Pouria Amirshahi quitte le monde des partis. Il quitte surtout un PS qui « gouverne par la peur. » Le député ne mâche pas ses mots...

Le député de la 9e circonscription des Français établis hors de France, Pouria Amirshahi, vient de claquer la porte du PS, des partis en général et bientôt de la politique.
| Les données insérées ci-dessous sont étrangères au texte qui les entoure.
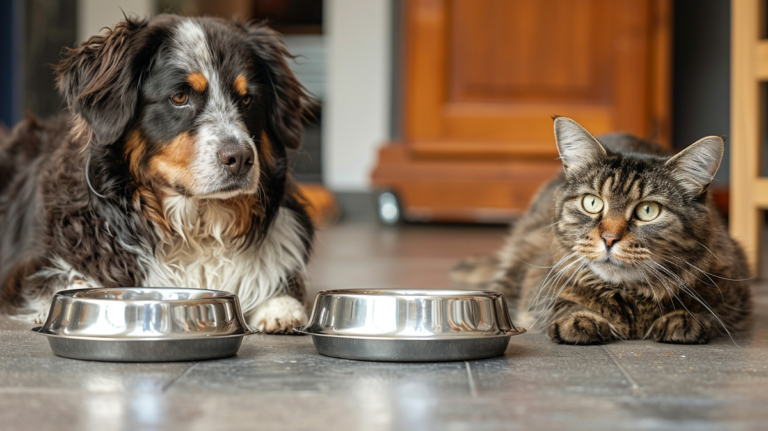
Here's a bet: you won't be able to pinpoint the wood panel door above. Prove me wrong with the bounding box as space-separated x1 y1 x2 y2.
373 0 670 223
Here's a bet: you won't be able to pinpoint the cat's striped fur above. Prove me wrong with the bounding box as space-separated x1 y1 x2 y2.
454 117 752 344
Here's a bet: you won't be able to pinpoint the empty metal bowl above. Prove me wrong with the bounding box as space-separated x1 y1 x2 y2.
295 290 525 361
33 287 258 362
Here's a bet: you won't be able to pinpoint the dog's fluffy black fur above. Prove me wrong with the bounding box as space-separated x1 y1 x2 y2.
0 15 313 333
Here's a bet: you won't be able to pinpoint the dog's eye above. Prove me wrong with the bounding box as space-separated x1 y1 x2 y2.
171 91 189 106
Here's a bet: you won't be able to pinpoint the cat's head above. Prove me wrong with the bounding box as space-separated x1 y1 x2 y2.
555 117 724 284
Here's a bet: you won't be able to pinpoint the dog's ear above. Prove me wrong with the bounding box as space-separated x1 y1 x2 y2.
56 17 156 144
238 21 315 149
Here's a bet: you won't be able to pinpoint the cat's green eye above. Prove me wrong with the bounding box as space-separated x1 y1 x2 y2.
581 195 603 214
635 202 661 221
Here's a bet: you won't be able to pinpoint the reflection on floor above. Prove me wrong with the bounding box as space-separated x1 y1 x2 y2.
0 224 768 431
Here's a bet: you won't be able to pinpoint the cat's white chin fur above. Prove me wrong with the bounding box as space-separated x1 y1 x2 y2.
589 262 644 284
248 295 308 334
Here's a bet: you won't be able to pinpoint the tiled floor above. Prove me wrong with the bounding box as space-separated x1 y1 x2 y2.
0 225 768 431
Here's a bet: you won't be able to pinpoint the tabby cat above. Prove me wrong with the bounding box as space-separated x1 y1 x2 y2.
453 117 752 344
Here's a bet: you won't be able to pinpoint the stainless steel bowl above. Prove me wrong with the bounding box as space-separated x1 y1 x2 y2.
33 287 258 362
295 290 525 361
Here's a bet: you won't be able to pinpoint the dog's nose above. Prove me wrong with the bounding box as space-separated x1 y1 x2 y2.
218 143 253 175
602 233 621 248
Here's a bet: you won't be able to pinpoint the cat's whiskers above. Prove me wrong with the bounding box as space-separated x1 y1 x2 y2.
528 251 577 311
533 257 589 326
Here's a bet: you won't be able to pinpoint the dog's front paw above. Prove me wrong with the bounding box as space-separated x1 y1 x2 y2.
651 310 712 344
248 296 307 334
549 311 614 344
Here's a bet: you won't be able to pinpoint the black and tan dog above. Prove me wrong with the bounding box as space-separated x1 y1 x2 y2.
0 15 313 333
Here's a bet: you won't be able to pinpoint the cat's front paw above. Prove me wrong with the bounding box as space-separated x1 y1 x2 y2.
650 310 712 344
549 311 614 344
248 296 307 334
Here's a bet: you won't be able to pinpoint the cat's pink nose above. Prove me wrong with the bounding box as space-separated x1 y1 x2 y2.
602 233 621 247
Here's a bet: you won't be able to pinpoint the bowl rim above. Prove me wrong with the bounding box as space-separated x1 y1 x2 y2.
54 287 239 304
317 288 506 299
293 325 528 341
31 324 261 341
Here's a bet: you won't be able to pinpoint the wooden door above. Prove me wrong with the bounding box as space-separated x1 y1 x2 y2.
373 0 670 220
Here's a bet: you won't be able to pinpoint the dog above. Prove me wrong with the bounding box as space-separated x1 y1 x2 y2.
0 15 314 333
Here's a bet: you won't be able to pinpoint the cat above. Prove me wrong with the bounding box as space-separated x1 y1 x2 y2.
452 117 752 344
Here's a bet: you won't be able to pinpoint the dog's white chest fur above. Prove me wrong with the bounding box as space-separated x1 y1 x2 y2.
142 198 306 314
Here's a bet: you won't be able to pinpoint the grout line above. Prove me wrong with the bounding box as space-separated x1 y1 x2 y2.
603 345 640 391
160 362 200 393
464 361 477 398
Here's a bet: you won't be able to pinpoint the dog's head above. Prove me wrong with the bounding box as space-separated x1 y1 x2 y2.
57 15 311 204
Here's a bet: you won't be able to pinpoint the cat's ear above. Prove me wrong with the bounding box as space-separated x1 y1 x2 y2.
666 136 725 196
555 117 607 174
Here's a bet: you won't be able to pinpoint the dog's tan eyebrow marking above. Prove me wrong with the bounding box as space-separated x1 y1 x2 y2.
187 72 208 93
234 75 248 96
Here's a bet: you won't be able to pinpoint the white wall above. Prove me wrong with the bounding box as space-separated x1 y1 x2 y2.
77 0 155 42
322 0 392 191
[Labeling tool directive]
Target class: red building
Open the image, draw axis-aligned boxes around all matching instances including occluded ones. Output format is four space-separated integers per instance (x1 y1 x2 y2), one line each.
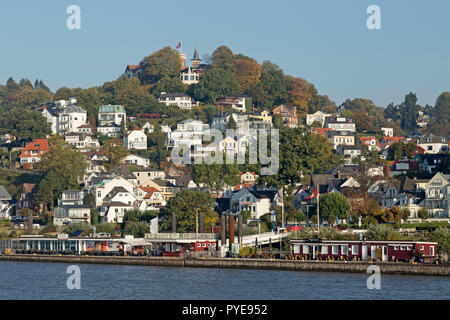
291 239 437 261
272 104 298 128
19 139 50 169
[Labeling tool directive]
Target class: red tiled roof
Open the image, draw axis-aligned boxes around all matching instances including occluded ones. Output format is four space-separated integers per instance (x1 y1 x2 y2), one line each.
141 187 158 199
19 139 50 158
383 137 405 145
233 183 254 191
127 64 139 71
359 137 381 147
314 128 331 137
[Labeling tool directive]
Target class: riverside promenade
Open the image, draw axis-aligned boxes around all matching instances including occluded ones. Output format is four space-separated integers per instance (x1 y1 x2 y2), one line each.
0 255 450 276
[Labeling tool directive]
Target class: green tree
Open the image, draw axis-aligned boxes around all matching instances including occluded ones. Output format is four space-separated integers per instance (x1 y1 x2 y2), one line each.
192 161 240 193
272 113 284 129
37 138 87 187
365 224 402 241
430 227 450 255
190 69 239 104
91 209 98 225
124 221 150 238
417 207 428 222
211 46 236 73
319 192 350 223
162 189 217 232
102 139 129 168
262 128 341 187
139 47 181 83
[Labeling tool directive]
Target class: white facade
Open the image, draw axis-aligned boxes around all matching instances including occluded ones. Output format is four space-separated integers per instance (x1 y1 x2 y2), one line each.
122 154 150 167
158 92 192 110
124 128 147 150
98 105 127 126
306 111 331 128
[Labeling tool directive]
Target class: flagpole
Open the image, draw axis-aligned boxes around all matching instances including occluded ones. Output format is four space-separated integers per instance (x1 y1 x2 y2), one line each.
317 190 320 234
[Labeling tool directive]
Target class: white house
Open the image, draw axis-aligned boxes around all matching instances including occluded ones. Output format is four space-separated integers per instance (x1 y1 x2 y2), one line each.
141 122 155 133
122 154 150 167
381 128 394 137
158 92 192 110
98 104 127 126
417 135 448 154
64 132 100 151
230 188 272 219
306 111 331 128
124 127 147 150
324 117 356 132
0 186 14 220
240 171 259 183
93 177 145 207
97 122 120 138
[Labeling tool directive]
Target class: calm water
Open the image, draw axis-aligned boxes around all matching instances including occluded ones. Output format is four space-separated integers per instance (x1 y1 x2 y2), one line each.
0 261 450 300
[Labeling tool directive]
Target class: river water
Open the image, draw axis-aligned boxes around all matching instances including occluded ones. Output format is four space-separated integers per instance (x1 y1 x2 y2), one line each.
0 261 450 300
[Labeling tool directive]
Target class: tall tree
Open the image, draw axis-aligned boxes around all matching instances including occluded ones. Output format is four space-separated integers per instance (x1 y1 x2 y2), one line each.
319 192 350 223
139 47 181 83
191 69 239 104
211 46 236 74
102 139 129 168
162 189 217 232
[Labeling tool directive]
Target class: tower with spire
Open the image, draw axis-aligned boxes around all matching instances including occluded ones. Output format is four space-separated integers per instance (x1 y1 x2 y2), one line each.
191 48 202 69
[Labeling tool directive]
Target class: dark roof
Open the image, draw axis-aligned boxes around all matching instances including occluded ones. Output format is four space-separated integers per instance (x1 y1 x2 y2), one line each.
108 165 136 179
191 48 201 61
159 92 190 98
0 186 12 201
105 187 129 201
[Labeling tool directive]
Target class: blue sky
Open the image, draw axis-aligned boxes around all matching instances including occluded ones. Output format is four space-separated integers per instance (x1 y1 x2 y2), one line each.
0 0 450 107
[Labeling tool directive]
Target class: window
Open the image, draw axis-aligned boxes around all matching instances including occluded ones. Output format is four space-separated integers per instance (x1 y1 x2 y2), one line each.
332 246 338 254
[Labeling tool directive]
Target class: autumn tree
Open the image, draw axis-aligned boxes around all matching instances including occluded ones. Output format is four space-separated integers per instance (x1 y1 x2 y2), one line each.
139 47 181 83
102 139 129 168
236 58 261 94
319 192 350 223
286 76 311 116
211 46 236 74
161 189 217 232
190 69 239 104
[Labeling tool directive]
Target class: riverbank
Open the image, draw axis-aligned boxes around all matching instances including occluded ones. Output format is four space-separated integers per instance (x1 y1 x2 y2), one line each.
0 255 450 276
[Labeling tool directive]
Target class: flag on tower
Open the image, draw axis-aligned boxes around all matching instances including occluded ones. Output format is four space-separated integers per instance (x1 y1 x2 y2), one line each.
306 186 319 200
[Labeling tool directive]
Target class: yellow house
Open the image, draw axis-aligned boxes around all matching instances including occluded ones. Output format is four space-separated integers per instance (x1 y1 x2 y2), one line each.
141 179 180 201
250 111 272 123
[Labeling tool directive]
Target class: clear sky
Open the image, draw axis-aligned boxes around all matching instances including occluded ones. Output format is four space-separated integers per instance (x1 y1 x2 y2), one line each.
0 0 450 107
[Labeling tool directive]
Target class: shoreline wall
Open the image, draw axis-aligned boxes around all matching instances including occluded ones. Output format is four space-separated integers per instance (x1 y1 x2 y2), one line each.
0 255 450 276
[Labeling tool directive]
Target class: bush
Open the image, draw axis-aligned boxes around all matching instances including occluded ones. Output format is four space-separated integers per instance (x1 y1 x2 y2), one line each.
39 223 58 234
96 222 117 234
63 223 91 235
0 219 11 227
430 227 450 254
124 221 150 238
365 224 402 241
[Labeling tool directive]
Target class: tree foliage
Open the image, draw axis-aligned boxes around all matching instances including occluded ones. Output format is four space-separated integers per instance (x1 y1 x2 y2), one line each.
162 189 217 232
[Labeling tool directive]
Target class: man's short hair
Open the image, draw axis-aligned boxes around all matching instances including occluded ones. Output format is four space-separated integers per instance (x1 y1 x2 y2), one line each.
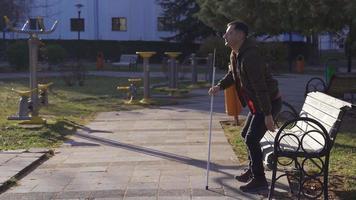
227 20 248 37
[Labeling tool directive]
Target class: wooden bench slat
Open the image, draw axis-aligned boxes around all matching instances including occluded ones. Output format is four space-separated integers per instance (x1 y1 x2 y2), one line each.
307 92 352 109
304 97 340 119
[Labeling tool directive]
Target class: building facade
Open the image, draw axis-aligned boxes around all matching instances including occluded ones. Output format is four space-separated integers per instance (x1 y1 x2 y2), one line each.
7 0 173 41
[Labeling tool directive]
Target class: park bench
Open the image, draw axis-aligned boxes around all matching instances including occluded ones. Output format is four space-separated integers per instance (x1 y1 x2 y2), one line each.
112 54 138 69
305 73 356 102
260 92 352 199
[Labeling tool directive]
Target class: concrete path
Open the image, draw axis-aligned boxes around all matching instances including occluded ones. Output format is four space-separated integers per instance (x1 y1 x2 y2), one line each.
0 75 318 200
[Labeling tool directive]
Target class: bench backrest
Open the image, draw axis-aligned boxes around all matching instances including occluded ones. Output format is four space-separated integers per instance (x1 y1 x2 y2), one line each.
326 73 356 98
120 54 138 64
297 92 352 145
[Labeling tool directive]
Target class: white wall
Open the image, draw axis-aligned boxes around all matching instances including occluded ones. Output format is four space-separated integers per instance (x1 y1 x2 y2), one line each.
8 0 177 41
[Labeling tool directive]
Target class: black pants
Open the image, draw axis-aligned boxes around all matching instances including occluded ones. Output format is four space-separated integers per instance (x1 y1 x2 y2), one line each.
241 98 282 178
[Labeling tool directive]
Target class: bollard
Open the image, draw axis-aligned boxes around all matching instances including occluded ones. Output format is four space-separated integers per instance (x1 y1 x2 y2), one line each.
7 88 32 120
117 78 141 104
164 52 181 88
136 51 156 104
191 53 198 85
205 53 213 83
38 82 53 106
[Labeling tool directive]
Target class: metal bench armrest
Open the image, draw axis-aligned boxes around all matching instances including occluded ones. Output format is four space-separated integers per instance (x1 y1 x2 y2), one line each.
274 117 331 156
304 77 327 96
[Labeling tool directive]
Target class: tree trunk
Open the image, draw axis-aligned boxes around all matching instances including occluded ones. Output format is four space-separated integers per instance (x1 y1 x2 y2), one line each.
310 33 320 65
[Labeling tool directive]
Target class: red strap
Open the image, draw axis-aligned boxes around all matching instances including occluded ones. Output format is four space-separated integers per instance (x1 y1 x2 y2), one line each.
247 99 256 114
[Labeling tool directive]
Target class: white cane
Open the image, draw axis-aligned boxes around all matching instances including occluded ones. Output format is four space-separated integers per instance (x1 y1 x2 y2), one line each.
205 49 216 190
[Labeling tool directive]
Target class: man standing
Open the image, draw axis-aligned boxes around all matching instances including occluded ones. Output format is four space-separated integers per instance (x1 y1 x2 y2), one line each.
209 21 282 192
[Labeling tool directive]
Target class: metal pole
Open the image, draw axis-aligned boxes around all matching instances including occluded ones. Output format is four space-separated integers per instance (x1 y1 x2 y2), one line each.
191 53 198 84
143 58 150 99
28 34 39 117
169 57 177 88
77 10 80 40
205 49 216 190
206 53 215 82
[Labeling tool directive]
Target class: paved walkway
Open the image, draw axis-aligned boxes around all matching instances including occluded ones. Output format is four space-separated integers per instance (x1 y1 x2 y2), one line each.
0 72 318 200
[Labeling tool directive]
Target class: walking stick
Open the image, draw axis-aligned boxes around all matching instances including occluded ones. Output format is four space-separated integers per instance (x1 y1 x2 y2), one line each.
205 49 216 190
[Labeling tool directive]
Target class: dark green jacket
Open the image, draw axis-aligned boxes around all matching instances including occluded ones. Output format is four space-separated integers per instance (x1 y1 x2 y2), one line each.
218 39 278 115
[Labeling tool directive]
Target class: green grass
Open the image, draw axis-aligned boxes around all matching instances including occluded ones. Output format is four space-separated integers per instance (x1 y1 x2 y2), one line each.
222 117 356 199
0 76 171 150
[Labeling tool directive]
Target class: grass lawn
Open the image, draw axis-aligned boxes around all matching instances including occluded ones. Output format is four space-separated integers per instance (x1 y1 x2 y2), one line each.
0 76 170 150
222 114 356 199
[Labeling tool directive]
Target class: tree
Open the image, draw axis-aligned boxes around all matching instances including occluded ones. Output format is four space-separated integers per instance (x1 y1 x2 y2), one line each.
157 0 213 43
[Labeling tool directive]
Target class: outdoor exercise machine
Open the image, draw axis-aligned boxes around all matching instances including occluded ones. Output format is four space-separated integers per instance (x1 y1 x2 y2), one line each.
158 52 189 97
136 51 156 104
4 16 58 124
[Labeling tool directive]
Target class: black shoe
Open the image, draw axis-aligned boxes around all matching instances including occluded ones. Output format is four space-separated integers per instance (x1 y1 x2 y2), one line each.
235 169 252 183
240 178 268 192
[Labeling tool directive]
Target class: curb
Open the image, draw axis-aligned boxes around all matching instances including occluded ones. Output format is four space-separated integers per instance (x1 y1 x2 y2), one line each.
0 150 54 194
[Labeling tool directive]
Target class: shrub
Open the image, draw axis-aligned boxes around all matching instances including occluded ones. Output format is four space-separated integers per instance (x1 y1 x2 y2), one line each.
6 41 29 70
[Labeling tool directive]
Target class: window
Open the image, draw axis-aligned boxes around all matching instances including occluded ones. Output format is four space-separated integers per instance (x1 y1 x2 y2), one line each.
157 17 174 31
111 17 127 31
70 18 85 32
29 17 44 30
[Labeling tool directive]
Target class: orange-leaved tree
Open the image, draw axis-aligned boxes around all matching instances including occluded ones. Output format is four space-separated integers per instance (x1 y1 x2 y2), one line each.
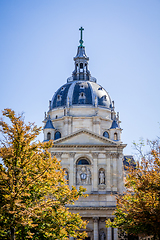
0 109 86 240
106 141 160 239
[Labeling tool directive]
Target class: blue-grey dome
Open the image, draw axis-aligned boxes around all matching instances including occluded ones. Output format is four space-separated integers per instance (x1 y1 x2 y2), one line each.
50 81 112 109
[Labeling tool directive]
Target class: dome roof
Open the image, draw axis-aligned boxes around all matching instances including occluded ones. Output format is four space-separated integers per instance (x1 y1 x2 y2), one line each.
50 80 112 110
50 28 114 110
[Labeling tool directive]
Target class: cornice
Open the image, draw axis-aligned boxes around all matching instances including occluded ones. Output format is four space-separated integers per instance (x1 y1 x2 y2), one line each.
54 128 122 146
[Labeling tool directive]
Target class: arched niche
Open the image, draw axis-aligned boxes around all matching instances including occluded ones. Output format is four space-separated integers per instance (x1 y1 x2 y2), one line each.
47 132 51 140
76 158 92 185
103 131 109 138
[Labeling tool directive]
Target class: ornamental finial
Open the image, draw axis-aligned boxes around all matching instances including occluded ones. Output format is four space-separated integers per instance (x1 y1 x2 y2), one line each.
79 27 84 47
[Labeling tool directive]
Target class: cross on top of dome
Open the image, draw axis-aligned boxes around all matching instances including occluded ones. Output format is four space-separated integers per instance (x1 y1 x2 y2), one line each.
79 27 84 47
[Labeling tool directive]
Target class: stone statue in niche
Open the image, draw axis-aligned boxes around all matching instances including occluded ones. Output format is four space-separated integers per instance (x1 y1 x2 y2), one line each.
77 166 92 185
100 232 106 240
99 170 105 184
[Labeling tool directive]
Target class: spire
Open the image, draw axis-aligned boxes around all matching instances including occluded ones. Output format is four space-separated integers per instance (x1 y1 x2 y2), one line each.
79 27 84 47
72 27 91 81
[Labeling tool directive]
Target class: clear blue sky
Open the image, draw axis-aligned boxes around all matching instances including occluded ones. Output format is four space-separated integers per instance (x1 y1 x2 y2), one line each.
0 0 160 154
Il est de ceux qui défendent, depuis plusieurs années déjà, la laïcité telle qu’elle est énoncée dans la loi de 1905. Il est de ceux qui ont soutenu Jean-Louis Bianco et son Observatoire de la laïcité face à Manuel Valls et aux laïcistes de Marianne. « Partie intégrante de notre patrimoine républicain et citoyen, la laïcité permet le respect mutuel des consciences », écrivait Pouria Amirshahi sur son blog en 2013. Trois ans après avoir appelé à « dépassionner le débat, parfois caricatural, qui a trop souvent dénaturé cette notion complexe au gré des intérêts politiciens et idéologiques », le député socialiste a décidé de quitter la vie des partis politique. « Les partis sont au mieux incapables, au pire dangereux », dit-il.

L’Etat a « légalisé le vol de l’argent public »

Pouria Amirshahi dénonce « un système institutionnel à bout de souffle. » Après ses années de militantisme, le désormais ex-socialiste explique que « notre système, confiscatoire de pouvoirs et de richesses, mène à l’abîme démocratique, social ou écologique. » Ils sont rares, les hommes politiques, à oser quitter le monde des partis. Certes, Pouria Amirshahi n’en veut pas plus au PS qu’aux autres formations politiques. Il en veut aux néoconservateurs, dont les « alliés sont désormais issus du bloc réactionnaire : déchéance de nationalité, état d’urgence, surenchère pénale, droit du travail. » S’il est un frondeur qui symbolise bien la rupture entre les différentes tendances du PS, c’est bien Pouria Amirshahi. Sauf que l’homme est allé au bout de ses convictions en renonçant à se représenter dans un an à son poste de député.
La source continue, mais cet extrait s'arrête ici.